Do you think this will resolve your problem?

zijianma17 commented 8 months ago

If you want to have a fixed axtree node - ID mapping given the current observation, one possible thing to try is to assign the IDs in the order of the tree. For example:
[164] textbox 'Search' focused: True required: False
[171] button 'Go'
[174] link 'Find directions between two points'
becomes
[99] ...
[100] textbox 'Search' focused: True required: False
[101] button 'Go'
[102] link 'Find directions between two points'
[103] ....
then you create a mapping between the underlying node ID and the displayed ID. The relevant code is here.

Do you think this will resolve your problem?

Thanks for your reply! This could alleviate my problem a lot. I will check the code. Although I still want to know if there is possible ways to replicate the env, because it may fundamentally prevent the problem I'm encountering.
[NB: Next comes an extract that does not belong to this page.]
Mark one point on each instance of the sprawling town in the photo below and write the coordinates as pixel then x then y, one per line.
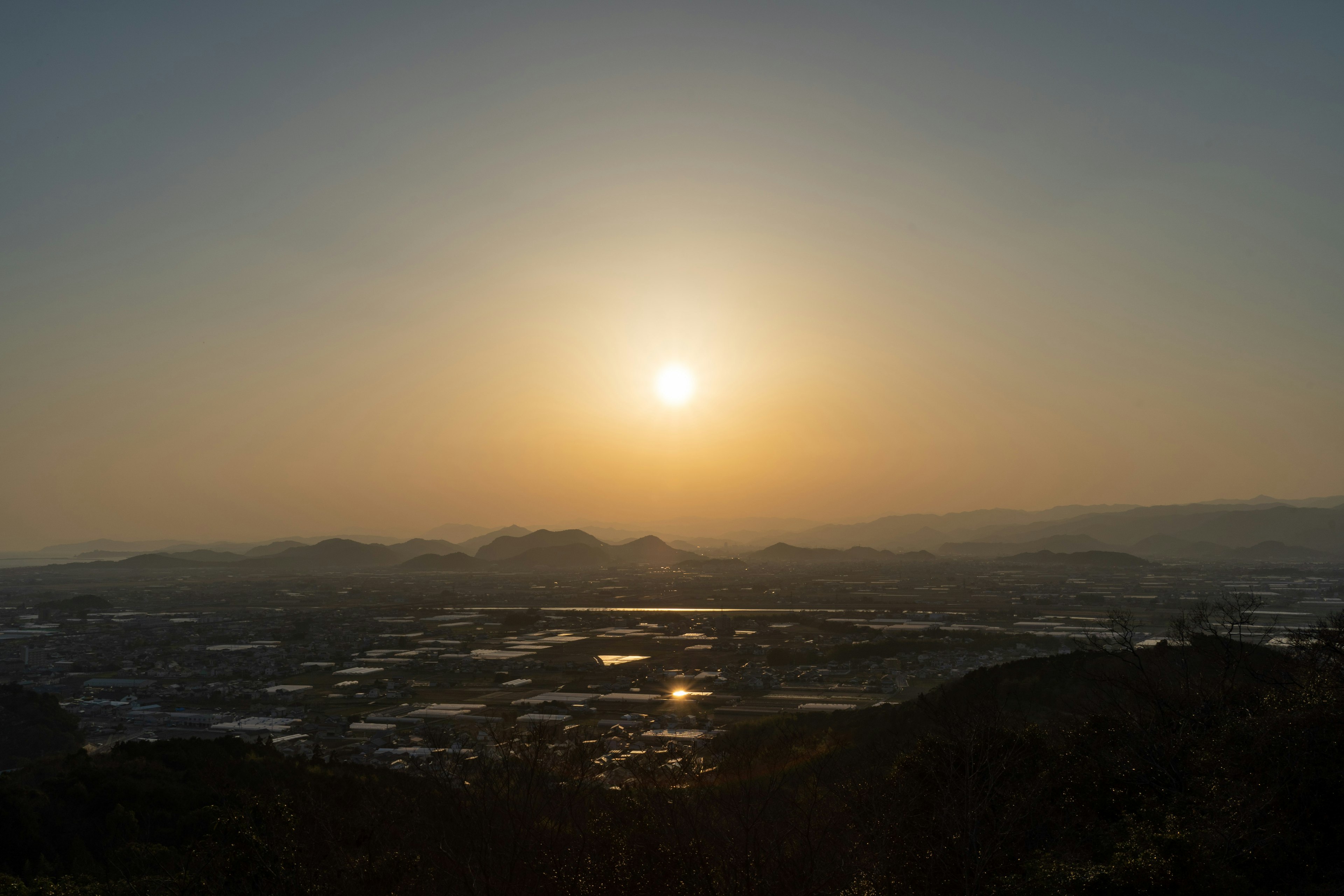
pixel 394 667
shuyanzhou commented 7 months ago

Not sure if I understand your need completely, but I think that copying an environment may not be feasible since interactions with WebArena websites can cause irreversible changes, such as deleting a post.
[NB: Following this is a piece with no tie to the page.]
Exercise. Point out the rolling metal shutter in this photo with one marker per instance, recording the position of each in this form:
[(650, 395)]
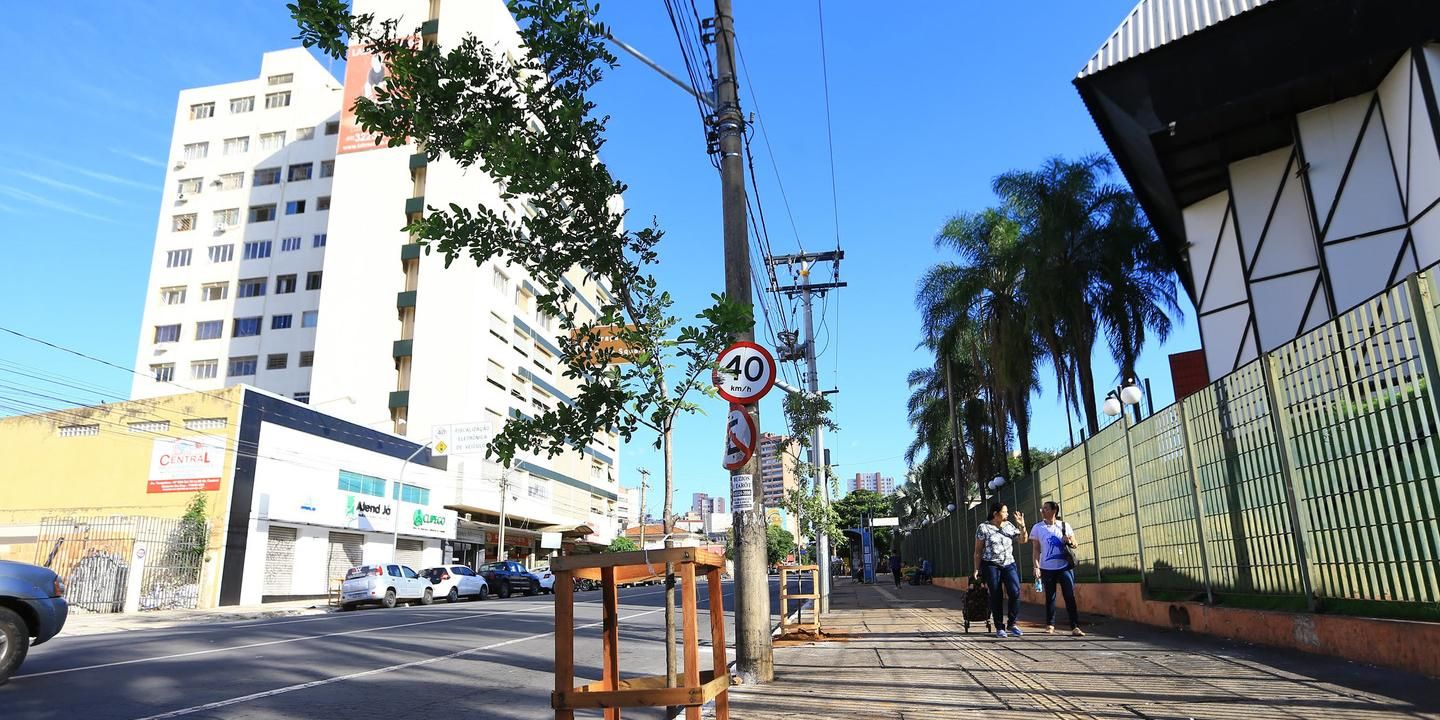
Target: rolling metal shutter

zijianma17 commented 7 months ago

The reason why I want to copy a env is for (possibly wrong)tests, so that the original one keep in its current situation. An example could be: There are 3 repositories in a gitlab page, i.e. A, B, C. I need to go to A to complete the task but the program may choose the wrong one. Doing a test and verify it on a copied env before execute the action in the real one could be very helpful. But never mind, I just try to make it clear what I meant. I will test the method you provided. Regarding "deleting a post", this raise me a new question: If I logged in e.g. reddit and deleted a post. How to get the env recover from this? Maybe reloading the docker file?

shuyanzhou commented 7 months ago

Thanks for the clarification.

There are 3 repositories in a gitlab page, i.e. A, B, C. I need to go to A to complete the task but the program may choose the wrong one. Doing a test and verify it on a copied env before execute the action in the real one could be very helpful.
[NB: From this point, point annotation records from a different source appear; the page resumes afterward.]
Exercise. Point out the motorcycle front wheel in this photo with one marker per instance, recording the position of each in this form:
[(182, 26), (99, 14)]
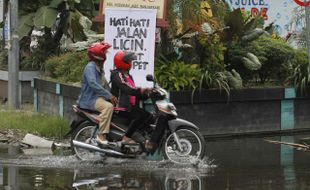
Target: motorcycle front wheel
[(185, 146), (84, 133)]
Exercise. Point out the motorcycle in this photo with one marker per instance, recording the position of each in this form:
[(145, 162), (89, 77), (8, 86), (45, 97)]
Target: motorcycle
[(181, 142)]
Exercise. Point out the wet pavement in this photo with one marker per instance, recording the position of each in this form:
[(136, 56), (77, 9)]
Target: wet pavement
[(231, 164)]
If I understand correctly, you are trying to do some search on a few possible actions. I can think of two approaches:

execute the action, and if it is wrong, perform go_back()
open a new tab with the corresponding link e.g.,new_tab(), goto(repo_a)
These should work for read-only actions (e.g., go to a new page) which does not change the state of the environment.

Regarding "deleting a post", this raise me a new question: If I logged in e.g. reddit and deleted a post. How to get the env recover from this? Maybe reloading the docker file?

You are correct. After each round of evaluation, we will reset the docker to its original state.

shuyanzhou commented 3 months ago

Feel free to reopen if you have any questions in the future.